En effet, il faut savoir que les directions départementales ont reçu en juin 2013 des consignes très fermes du ministère des Finances pour dissuader les communes de "réinternaliser la gestion de certains services locaux"). Le motif de cette injonction? Incroyable, mais vrai:  il s'agit " d'éviter l'alourdissement de la charge du travail de contrôle des services de l'Etat",  qu'induirait la création de régie publiques, au moment d'un dégraissage vigoureux des effectifs de ces services (pour accèder à cette circulaire, cliquez ici ).
Pas étonnant, dans ces conditions, que toutes les demandes reçues aient été validées par la DDFIP

Des élus tous sous emprise? Mais non, Briis ouvre une autre voie.

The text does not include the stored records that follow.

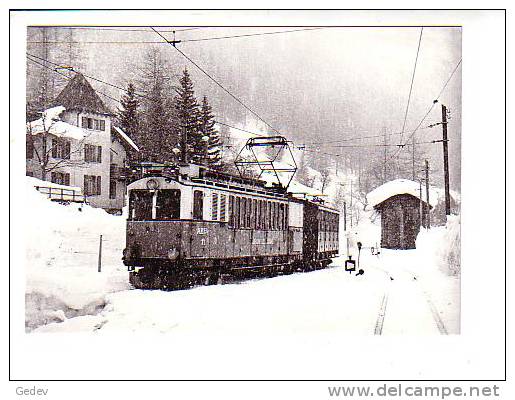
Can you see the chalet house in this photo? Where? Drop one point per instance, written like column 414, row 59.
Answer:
column 76, row 144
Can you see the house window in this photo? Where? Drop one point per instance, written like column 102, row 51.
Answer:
column 92, row 153
column 92, row 185
column 112, row 189
column 30, row 147
column 99, row 124
column 222, row 207
column 61, row 148
column 92, row 123
column 60, row 178
column 231, row 211
column 214, row 206
column 198, row 205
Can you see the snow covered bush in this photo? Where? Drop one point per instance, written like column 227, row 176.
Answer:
column 62, row 242
column 444, row 244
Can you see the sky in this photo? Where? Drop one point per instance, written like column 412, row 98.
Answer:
column 314, row 86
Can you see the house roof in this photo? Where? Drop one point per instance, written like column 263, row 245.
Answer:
column 400, row 186
column 51, row 123
column 125, row 137
column 78, row 94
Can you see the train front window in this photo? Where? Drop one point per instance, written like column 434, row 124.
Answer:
column 168, row 204
column 140, row 205
column 198, row 205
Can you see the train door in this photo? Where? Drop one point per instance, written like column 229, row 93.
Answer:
column 140, row 205
column 199, row 233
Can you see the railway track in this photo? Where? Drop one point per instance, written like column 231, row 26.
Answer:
column 415, row 279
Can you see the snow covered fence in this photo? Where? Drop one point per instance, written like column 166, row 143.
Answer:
column 62, row 244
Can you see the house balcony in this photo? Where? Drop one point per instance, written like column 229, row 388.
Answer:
column 119, row 173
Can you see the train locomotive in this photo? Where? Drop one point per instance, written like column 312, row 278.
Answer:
column 192, row 226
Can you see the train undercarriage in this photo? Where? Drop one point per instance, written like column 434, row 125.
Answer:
column 158, row 275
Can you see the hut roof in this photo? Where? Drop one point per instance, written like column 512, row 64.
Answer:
column 78, row 94
column 400, row 186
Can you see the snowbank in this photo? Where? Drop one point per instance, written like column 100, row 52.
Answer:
column 62, row 244
column 442, row 245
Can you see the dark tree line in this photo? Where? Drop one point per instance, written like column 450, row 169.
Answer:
column 170, row 128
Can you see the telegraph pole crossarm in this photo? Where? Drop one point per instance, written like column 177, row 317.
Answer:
column 446, row 160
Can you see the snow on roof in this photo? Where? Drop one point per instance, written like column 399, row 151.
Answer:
column 400, row 186
column 78, row 94
column 126, row 138
column 51, row 123
column 35, row 182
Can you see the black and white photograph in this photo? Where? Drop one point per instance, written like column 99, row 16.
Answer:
column 247, row 174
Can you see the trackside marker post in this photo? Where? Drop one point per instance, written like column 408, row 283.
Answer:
column 100, row 255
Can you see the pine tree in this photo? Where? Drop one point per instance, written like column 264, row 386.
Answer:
column 187, row 112
column 210, row 136
column 156, row 136
column 128, row 116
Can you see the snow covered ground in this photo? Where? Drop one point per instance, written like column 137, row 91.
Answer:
column 62, row 278
column 400, row 292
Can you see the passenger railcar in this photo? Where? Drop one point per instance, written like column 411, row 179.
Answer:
column 196, row 226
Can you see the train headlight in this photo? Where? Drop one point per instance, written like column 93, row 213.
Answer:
column 152, row 184
column 172, row 254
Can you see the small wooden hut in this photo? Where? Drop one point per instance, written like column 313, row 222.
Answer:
column 402, row 212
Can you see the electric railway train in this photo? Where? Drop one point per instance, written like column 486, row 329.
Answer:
column 191, row 226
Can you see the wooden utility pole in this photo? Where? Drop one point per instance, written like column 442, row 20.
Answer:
column 385, row 154
column 446, row 161
column 351, row 203
column 184, row 145
column 413, row 155
column 100, row 255
column 428, row 222
column 345, row 216
column 421, row 209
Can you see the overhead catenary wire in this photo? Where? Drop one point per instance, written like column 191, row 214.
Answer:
column 302, row 148
column 179, row 30
column 361, row 137
column 402, row 146
column 431, row 107
column 217, row 83
column 118, row 29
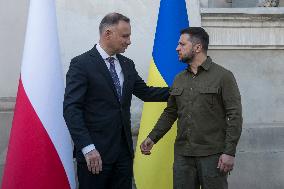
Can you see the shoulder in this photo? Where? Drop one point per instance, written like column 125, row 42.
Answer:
column 82, row 57
column 180, row 75
column 124, row 58
column 220, row 69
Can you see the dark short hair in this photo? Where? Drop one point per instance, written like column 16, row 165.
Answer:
column 112, row 19
column 197, row 35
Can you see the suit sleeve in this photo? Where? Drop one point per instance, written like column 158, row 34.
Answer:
column 149, row 93
column 166, row 120
column 76, row 87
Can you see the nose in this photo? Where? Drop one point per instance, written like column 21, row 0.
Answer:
column 178, row 48
column 128, row 41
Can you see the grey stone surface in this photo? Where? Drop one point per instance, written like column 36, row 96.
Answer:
column 249, row 28
column 258, row 170
column 219, row 3
column 259, row 74
column 244, row 3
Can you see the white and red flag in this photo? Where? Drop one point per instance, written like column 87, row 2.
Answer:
column 40, row 150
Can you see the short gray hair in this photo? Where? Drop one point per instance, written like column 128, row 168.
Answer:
column 112, row 19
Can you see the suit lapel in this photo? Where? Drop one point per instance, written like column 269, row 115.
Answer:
column 97, row 59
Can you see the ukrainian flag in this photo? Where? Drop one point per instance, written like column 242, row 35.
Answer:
column 155, row 171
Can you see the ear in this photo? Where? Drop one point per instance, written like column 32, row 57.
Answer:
column 108, row 33
column 198, row 48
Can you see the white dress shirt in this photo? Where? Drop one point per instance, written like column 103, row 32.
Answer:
column 120, row 75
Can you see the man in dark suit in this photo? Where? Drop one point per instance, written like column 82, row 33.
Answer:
column 99, row 88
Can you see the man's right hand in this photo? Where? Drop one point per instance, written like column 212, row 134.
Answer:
column 146, row 146
column 94, row 161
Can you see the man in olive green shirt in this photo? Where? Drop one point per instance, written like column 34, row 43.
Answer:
column 206, row 101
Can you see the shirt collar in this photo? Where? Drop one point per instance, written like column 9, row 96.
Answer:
column 205, row 65
column 103, row 53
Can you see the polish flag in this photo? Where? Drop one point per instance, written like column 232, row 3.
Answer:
column 40, row 149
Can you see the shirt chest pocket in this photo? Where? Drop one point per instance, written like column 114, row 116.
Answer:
column 177, row 93
column 208, row 96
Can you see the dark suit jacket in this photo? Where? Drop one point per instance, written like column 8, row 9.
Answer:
column 92, row 110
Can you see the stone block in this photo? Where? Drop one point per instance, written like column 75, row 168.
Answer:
column 244, row 3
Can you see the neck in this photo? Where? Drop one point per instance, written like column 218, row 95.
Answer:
column 196, row 62
column 108, row 50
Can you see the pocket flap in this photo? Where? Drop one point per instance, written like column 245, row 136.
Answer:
column 209, row 90
column 176, row 91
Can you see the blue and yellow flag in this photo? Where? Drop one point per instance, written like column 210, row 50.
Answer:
column 155, row 171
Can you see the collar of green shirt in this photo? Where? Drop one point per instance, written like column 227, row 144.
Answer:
column 205, row 65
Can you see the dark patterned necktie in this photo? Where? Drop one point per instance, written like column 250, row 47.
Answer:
column 114, row 76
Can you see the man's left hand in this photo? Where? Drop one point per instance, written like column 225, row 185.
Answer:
column 226, row 163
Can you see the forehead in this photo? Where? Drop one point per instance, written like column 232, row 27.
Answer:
column 123, row 26
column 184, row 37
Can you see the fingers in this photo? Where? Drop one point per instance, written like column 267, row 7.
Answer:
column 226, row 163
column 94, row 162
column 146, row 146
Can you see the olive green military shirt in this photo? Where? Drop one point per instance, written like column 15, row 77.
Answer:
column 209, row 112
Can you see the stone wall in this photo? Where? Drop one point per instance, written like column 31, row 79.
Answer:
column 248, row 41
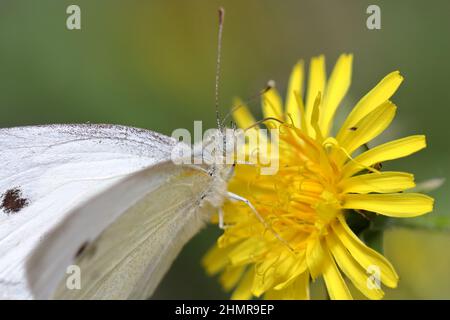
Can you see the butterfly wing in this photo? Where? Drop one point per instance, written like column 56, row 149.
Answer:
column 133, row 232
column 49, row 170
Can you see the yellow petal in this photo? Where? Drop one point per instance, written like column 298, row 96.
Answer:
column 336, row 286
column 247, row 251
column 387, row 151
column 290, row 270
column 241, row 114
column 382, row 92
column 336, row 89
column 401, row 205
column 384, row 182
column 264, row 275
column 316, row 84
column 315, row 257
column 295, row 85
column 230, row 277
column 365, row 256
column 369, row 127
column 297, row 290
column 272, row 104
column 243, row 290
column 351, row 268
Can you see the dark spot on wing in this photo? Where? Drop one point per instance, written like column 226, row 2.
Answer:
column 81, row 249
column 12, row 201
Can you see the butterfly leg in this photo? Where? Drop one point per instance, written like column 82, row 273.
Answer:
column 221, row 222
column 236, row 197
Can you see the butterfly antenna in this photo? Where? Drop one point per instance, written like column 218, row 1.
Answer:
column 219, row 53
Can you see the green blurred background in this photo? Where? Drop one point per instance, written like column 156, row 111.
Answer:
column 151, row 64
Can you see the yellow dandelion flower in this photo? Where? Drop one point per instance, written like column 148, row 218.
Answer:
column 320, row 180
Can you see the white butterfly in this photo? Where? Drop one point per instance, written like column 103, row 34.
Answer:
column 106, row 198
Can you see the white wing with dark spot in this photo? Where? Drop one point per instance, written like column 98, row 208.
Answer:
column 47, row 171
column 134, row 231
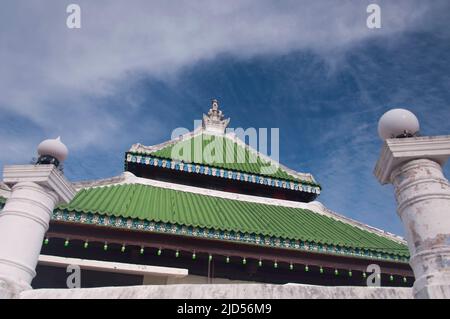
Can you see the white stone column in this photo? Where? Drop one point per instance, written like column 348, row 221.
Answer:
column 414, row 166
column 24, row 220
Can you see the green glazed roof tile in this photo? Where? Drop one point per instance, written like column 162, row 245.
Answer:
column 183, row 208
column 224, row 153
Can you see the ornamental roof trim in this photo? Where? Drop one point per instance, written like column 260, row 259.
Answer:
column 315, row 206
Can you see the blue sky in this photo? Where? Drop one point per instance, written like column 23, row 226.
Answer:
column 137, row 70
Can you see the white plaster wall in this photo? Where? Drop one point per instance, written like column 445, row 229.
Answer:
column 221, row 291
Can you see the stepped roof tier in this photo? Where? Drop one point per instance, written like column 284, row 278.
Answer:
column 172, row 208
column 221, row 159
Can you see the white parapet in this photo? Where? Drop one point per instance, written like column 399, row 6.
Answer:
column 414, row 166
column 115, row 267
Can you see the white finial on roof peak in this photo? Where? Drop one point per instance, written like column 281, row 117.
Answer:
column 215, row 121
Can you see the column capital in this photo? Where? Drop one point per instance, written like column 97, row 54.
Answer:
column 397, row 151
column 47, row 176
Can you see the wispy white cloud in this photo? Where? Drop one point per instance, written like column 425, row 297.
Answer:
column 48, row 72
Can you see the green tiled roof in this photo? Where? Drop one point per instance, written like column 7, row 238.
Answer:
column 174, row 207
column 225, row 153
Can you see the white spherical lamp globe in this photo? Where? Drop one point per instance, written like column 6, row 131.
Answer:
column 396, row 123
column 54, row 148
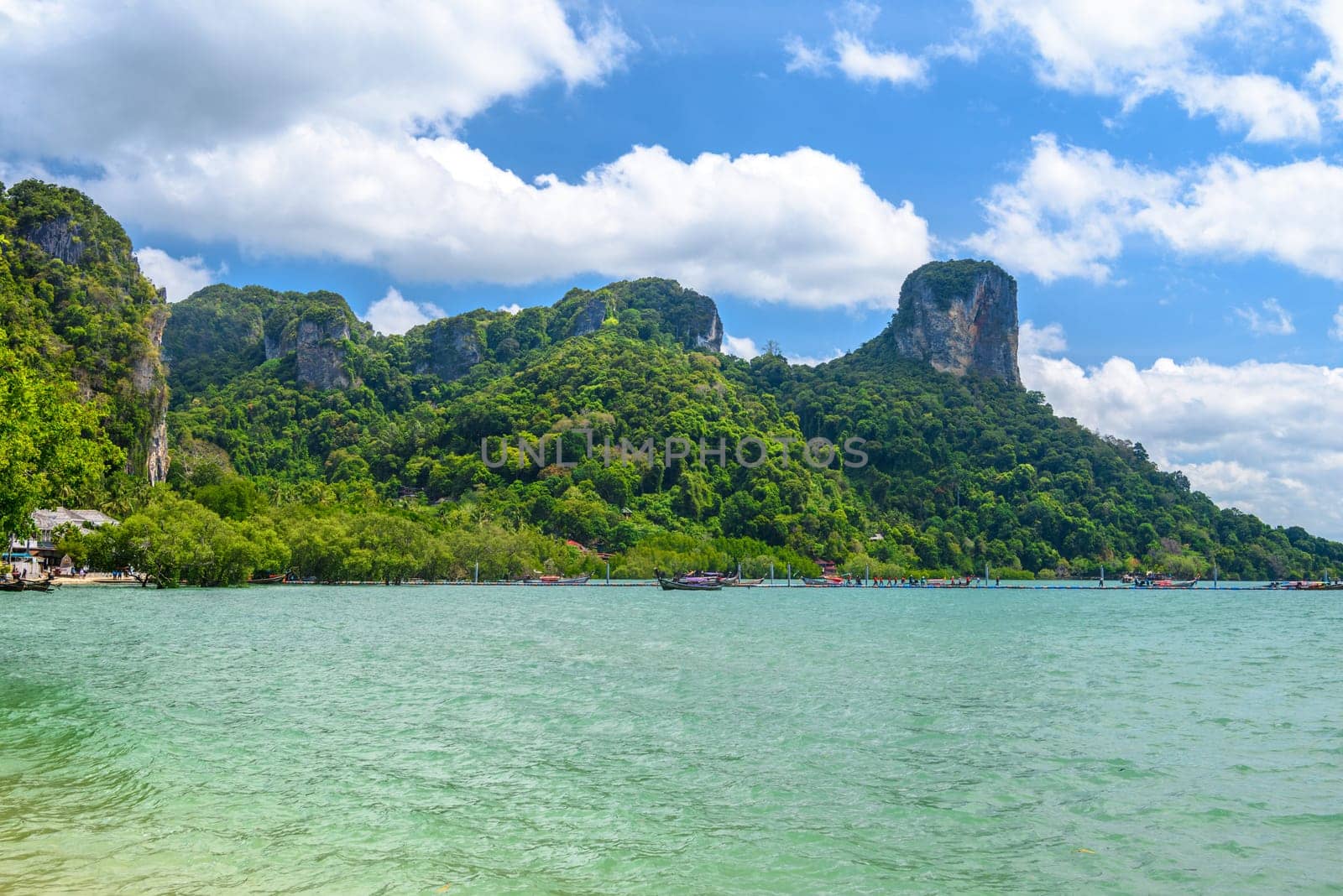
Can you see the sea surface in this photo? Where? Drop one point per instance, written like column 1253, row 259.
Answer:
column 629, row 741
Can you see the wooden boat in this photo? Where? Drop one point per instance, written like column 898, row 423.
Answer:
column 557, row 580
column 677, row 585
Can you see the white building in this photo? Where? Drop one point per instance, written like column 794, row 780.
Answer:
column 35, row 555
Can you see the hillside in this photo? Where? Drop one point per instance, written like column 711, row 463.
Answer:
column 290, row 416
column 80, row 331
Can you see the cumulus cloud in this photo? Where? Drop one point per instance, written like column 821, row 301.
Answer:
column 1264, row 438
column 810, row 360
column 1145, row 47
column 1068, row 212
column 739, row 346
column 1273, row 320
column 1072, row 210
column 395, row 314
column 852, row 55
column 176, row 76
column 336, row 137
column 180, row 277
column 802, row 227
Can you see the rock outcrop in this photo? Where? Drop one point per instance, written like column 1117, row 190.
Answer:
column 447, row 347
column 320, row 352
column 590, row 317
column 151, row 381
column 960, row 317
column 60, row 237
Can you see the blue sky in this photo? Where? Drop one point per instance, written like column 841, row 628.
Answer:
column 1162, row 179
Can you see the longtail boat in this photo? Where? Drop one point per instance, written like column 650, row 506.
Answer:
column 678, row 585
column 557, row 580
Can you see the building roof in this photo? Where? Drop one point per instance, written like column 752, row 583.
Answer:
column 47, row 519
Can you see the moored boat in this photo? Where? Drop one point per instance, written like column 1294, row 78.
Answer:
column 680, row 585
column 557, row 580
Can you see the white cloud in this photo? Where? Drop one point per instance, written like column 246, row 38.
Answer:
column 802, row 227
column 850, row 53
column 1072, row 210
column 395, row 314
column 1068, row 212
column 739, row 346
column 1273, row 320
column 333, row 138
column 1142, row 47
column 176, row 76
column 180, row 277
column 860, row 62
column 810, row 361
column 1264, row 438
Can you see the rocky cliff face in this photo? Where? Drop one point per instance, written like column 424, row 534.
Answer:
column 447, row 347
column 151, row 381
column 960, row 317
column 320, row 349
column 60, row 237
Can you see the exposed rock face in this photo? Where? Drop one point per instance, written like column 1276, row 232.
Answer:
column 149, row 380
column 959, row 317
column 709, row 336
column 320, row 346
column 156, row 445
column 58, row 237
column 450, row 347
column 590, row 317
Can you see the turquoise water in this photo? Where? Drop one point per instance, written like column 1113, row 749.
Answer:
column 621, row 739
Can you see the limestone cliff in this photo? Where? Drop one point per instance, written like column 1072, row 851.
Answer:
column 151, row 381
column 447, row 347
column 959, row 317
column 320, row 352
column 60, row 237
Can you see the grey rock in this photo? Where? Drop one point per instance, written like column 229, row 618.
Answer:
column 590, row 318
column 447, row 347
column 959, row 317
column 320, row 347
column 58, row 237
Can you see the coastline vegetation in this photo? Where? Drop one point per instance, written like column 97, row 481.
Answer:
column 382, row 479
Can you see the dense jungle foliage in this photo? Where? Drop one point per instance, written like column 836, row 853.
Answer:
column 384, row 477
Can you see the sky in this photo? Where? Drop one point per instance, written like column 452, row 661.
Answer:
column 1163, row 177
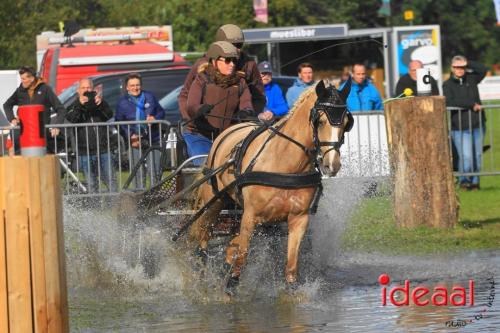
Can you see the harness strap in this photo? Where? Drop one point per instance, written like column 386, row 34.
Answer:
column 200, row 212
column 301, row 146
column 280, row 180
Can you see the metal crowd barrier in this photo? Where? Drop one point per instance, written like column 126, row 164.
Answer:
column 364, row 153
column 114, row 164
column 490, row 133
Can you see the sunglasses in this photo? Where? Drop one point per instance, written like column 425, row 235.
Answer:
column 227, row 61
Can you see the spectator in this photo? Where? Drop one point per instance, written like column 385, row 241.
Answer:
column 140, row 105
column 410, row 80
column 276, row 105
column 363, row 95
column 216, row 96
column 305, row 80
column 34, row 91
column 467, row 118
column 246, row 68
column 93, row 153
column 345, row 75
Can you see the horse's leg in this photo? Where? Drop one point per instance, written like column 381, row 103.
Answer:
column 297, row 226
column 237, row 252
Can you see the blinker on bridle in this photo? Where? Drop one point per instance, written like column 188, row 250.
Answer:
column 335, row 113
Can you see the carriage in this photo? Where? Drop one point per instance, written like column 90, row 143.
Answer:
column 243, row 184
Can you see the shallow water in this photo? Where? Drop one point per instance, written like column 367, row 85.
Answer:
column 109, row 292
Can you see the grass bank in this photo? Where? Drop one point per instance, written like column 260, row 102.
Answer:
column 372, row 226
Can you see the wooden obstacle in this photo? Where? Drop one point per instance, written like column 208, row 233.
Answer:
column 33, row 292
column 424, row 190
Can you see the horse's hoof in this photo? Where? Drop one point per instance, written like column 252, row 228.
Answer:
column 202, row 254
column 231, row 285
column 292, row 286
column 226, row 270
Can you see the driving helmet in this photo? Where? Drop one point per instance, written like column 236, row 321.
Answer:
column 230, row 33
column 222, row 49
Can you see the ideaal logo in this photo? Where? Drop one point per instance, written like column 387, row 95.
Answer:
column 480, row 314
column 458, row 296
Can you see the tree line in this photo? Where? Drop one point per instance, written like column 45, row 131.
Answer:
column 467, row 27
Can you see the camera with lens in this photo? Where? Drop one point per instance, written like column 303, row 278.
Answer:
column 91, row 96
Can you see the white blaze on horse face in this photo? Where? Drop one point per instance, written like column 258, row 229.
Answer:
column 332, row 158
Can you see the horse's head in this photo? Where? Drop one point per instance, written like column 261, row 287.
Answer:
column 330, row 120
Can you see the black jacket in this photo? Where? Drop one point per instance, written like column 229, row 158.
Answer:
column 44, row 95
column 462, row 93
column 406, row 81
column 97, row 136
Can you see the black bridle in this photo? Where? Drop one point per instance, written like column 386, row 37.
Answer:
column 336, row 111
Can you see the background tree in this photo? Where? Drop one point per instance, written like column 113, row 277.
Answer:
column 467, row 27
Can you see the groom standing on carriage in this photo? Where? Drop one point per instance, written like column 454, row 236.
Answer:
column 217, row 98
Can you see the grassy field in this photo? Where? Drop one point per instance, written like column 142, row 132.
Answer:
column 372, row 226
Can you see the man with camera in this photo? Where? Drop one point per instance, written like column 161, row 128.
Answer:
column 93, row 147
column 141, row 107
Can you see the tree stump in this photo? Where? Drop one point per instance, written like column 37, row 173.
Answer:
column 419, row 152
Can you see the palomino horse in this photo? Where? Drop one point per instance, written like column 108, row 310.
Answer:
column 306, row 140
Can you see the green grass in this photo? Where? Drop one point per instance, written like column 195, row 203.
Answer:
column 372, row 226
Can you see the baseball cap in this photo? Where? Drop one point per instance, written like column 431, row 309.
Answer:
column 265, row 67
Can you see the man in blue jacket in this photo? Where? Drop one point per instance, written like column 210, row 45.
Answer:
column 363, row 96
column 275, row 106
column 304, row 81
column 140, row 105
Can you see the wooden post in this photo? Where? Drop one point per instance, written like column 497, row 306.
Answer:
column 424, row 190
column 33, row 292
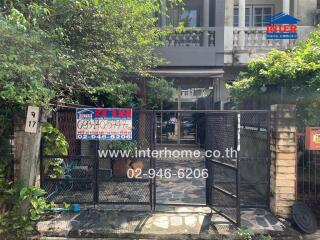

L'eau potable est-elle  vouée pour l'éternité dans la majorité de notre département  à rester sous la domination des opérateurs privées? Mais non, il existe fort heureusement des contre exemples qui apportent la preuve qu'il est possible de choisir une autre voie. C'est le cas des agglomérations des lacs de l'Essonne et d'Evry Centre Essonne qui ont su saisir l'occasion de l'échéance de leur contrat pour créer leurs régie.
Mais c'est aussi l'exemple d'une bourgade peuplée d'irréductibles usagers qui ont décidé,   sur proposition de leur chef,  de bouter l'envahisseur hors de leurs canalisations. Il s'agit de Briis-sous-Forge, dont la présence sur la liste ci-dessus des dérogations accordées par la DDFIP témoigne d'une volonté déterminée d'émancipation. En effet, la prolongation demandée, d'une durée d'un an maximum, vise tout simplement à créer les meilleures conditions de démarrage de la régie publique décidée à compter de 2016 pour la distribution de l'eau potable de la commune. On ne le dira jamais assez: Là où il y a une volonté, il y a un chemin.